Tales of beautiful Princesses, of magic and talking animals, of good triumphing over evil – fairy tale stories recounting the wholesome tales of true love and happy endings have been passed down through generations. Stories like Cinderella, Snow White, The Little Mermaid and Sleeping Beauty depict the temporary struggles of the protagonists before all their problems are solved – usually by a handsome prince of course – before living happily ever after. Yet the reality, in fact, is that many of these tales had not-so happy endings, and the original stories are far from wholesome or indeed child-friendly.
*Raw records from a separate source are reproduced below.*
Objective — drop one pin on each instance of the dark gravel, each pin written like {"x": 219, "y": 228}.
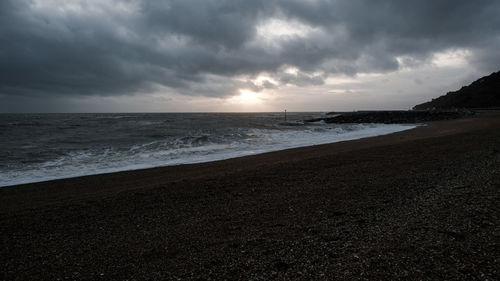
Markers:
{"x": 416, "y": 205}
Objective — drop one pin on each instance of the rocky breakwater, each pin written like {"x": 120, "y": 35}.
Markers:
{"x": 392, "y": 117}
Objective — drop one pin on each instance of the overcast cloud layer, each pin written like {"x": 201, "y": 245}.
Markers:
{"x": 212, "y": 48}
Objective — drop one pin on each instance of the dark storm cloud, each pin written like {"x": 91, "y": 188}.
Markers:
{"x": 198, "y": 47}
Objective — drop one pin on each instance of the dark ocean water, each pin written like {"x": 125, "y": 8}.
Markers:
{"x": 37, "y": 147}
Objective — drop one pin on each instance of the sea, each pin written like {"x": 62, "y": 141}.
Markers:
{"x": 40, "y": 147}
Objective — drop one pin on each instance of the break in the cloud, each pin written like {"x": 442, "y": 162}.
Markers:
{"x": 61, "y": 50}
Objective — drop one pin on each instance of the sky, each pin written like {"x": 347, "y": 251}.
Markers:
{"x": 240, "y": 55}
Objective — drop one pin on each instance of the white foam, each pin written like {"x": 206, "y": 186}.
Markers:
{"x": 139, "y": 157}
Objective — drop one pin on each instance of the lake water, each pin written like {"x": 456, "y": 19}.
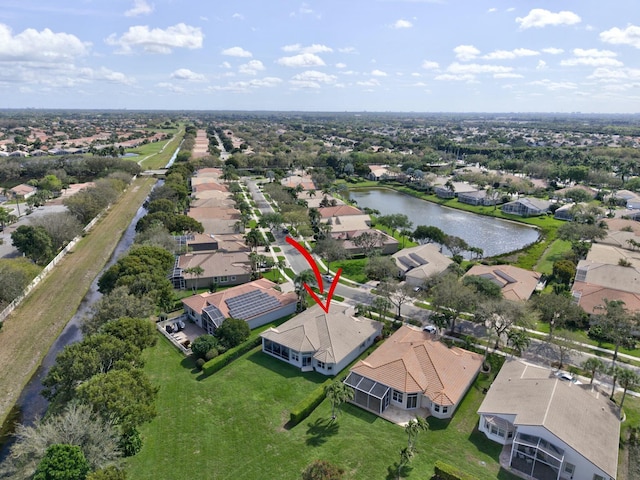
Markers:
{"x": 493, "y": 235}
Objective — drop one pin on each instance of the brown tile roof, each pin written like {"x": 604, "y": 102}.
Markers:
{"x": 516, "y": 283}
{"x": 585, "y": 420}
{"x": 198, "y": 302}
{"x": 411, "y": 361}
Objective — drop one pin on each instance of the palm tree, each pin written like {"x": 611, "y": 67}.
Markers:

To begin, Cinderella is a story about a young girl who is mistreated by her stepmother following her father’s death. She is visited by a fairy Godmother who grants her the opportunity to attend a royal ball, where she falls in love with the prince. Yet the Fairy Godmother’s magic runs out at midnight meaning at the stroke of twelve Cinderella will transform back into her ordinary self. Cinderella hurriedly leaves, leaving behind a single glass slipper. The prince searches the entire kingdom for the girl who wore the slipper, eventually reuniting with Cinderella and they live happily ever after. This is the version many are familiar with, yet the initial story of Cinderella has gone through many variations before reaching the one that Disney depicts in their films. One such variation is by the Brothers Grimm. In their darker version of Cinderella, when the prince visits Cinderella’s house with the slipper for all the maidens to try on, the stepsisters go to concerning lengths to make it fit – by mutilating their own feet. The shoe is too small for the eldest daughter, and she cannot get her big toe to fit, so her mother hands her a knife to slice her toe off. The same for the younger sister, who cuts off her heel to squash her foot into the slipper. It is not until the prince sees the mass of blood flowing from their feet that he realises he has been tricked. Though the ending is happy for Cinderella, the stepsisters end with their eyes being plucked away by birds as punishment for their cruelty.
Next up is Snow White, the story about an evil queen who is jealous of Snow Whites beauty because she wishes to be the most beautiful in all the land. She sends Snow White off into the forest to be killed, but her life is spared and so instead she runs away and comes across the seven dwarfs. They take her in and care for her, but the evil Queen learns that Snow White is still alive and comes to the forest to find her. The Queen gives her a poisoned apple to eat, and Snow White falls into a deep sleep. Upon hearing of Snow Whites supposed death, the dwarfs return to chase the evil Queen away and she dies falling from a cliff. Snow White is then placed into a glass coffin, and is awoken by true loves kiss, with everything ending happily. Yet the 1857 version of Snow White differs from this tale. The first difference is that the evil Queen asks to be brought back Snow White’s lungs and liver, but the huntsman tricks her and instead brings back the lungs and liver of a boar – which the Queen then eats thinking they belonged to Snow White. The Queens death is also markedly more disturbing, she is punished for her wrongdoings by being forced to wear red-hot iron shoes. She is then humiliated by having to dance in these shoes until she drops down dead.
Many of the fairy tale stories we hear today stem from much darker and concerning tales. Though shocking, the previous versions of these stories are a disturbingly interesting read.